Yertle the Turtle and Other Stories Yertle the Turtle, Lines 1 - 6 Summary
Ah, this is the nicest kind of beginning isn't it? We're transported to the far-away Island of Sala-ma-Sond, which sounds a lot more appealing than Barbados, if you ask us.
The turtles that live here might not drive Maseratis, but they're happy with their simple lot in life, as long as they've got warm water, enough food, and at least a little space for diving into green water with a self-satisfied look on their faces.

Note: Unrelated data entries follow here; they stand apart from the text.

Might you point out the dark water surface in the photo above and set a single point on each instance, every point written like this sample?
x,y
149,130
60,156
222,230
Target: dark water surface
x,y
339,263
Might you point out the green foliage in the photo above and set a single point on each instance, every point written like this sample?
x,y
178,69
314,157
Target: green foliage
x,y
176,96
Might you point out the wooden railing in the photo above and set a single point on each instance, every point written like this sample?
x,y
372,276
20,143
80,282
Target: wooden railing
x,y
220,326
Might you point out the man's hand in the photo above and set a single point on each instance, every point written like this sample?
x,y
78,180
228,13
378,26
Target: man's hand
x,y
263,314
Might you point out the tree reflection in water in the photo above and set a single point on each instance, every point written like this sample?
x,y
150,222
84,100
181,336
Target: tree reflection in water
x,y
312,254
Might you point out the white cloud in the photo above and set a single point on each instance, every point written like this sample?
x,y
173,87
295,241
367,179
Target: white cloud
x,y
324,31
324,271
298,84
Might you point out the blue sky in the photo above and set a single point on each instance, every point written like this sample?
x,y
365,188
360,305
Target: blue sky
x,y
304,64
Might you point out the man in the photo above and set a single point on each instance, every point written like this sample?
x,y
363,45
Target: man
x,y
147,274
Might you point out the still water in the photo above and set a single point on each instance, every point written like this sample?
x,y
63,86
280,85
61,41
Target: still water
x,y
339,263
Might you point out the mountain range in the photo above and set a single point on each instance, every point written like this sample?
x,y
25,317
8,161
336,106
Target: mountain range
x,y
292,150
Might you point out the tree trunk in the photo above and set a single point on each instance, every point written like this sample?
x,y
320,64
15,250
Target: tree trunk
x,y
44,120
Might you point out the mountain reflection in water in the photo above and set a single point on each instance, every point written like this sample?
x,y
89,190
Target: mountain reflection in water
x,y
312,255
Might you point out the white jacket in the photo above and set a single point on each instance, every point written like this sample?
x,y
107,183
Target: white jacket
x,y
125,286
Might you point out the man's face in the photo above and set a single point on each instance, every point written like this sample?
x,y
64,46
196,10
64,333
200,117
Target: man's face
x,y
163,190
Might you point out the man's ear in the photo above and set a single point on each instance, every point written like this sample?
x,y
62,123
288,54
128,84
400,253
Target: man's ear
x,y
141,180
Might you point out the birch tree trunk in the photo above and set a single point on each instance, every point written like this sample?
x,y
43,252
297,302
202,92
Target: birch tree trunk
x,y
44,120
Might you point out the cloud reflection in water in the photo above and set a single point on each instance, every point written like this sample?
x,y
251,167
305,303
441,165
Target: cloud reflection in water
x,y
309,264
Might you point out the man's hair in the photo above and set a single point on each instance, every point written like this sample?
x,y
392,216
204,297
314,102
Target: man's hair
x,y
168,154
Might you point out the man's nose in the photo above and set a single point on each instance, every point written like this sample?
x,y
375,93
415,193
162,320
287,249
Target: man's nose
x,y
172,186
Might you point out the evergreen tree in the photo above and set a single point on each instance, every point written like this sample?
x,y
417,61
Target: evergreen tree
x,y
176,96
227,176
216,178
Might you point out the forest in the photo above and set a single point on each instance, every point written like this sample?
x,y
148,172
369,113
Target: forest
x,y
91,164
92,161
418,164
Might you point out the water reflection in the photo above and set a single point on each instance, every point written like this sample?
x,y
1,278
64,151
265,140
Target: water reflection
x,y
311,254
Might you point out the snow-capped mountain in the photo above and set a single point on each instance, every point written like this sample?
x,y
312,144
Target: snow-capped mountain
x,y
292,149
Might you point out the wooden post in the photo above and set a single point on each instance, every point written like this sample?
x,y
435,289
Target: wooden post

It would be easy to skip on past this little detail, but let's stop for a moment and think about why Seuss wants us to know this place is "far-away." First, you probably notice that this is a very common technique in folklore, so in choosing the term, Seuss is sending out a flagged email for our mental inboxes that says, "FYI, folks, this story is a part of a greater tradition that's largely reflective of the human condition." Or something like that.
So why is this technique so popular in classical storytelling? Because it forces us out of our everyday, humdrum, just-walking-the-line mentality. It allows us to suspend all of our little hang ups and stresses on a neat hook right by the door and be carried away by these dark green waters.
The places the current takes us are silly and adventurous, of course. But they also take us to a place where we can look back at who we are as humans without becoming defensive or blustery. Because we're not really talking about ourselves, we're talking about a bunch of turtles. So we can just have fun, right?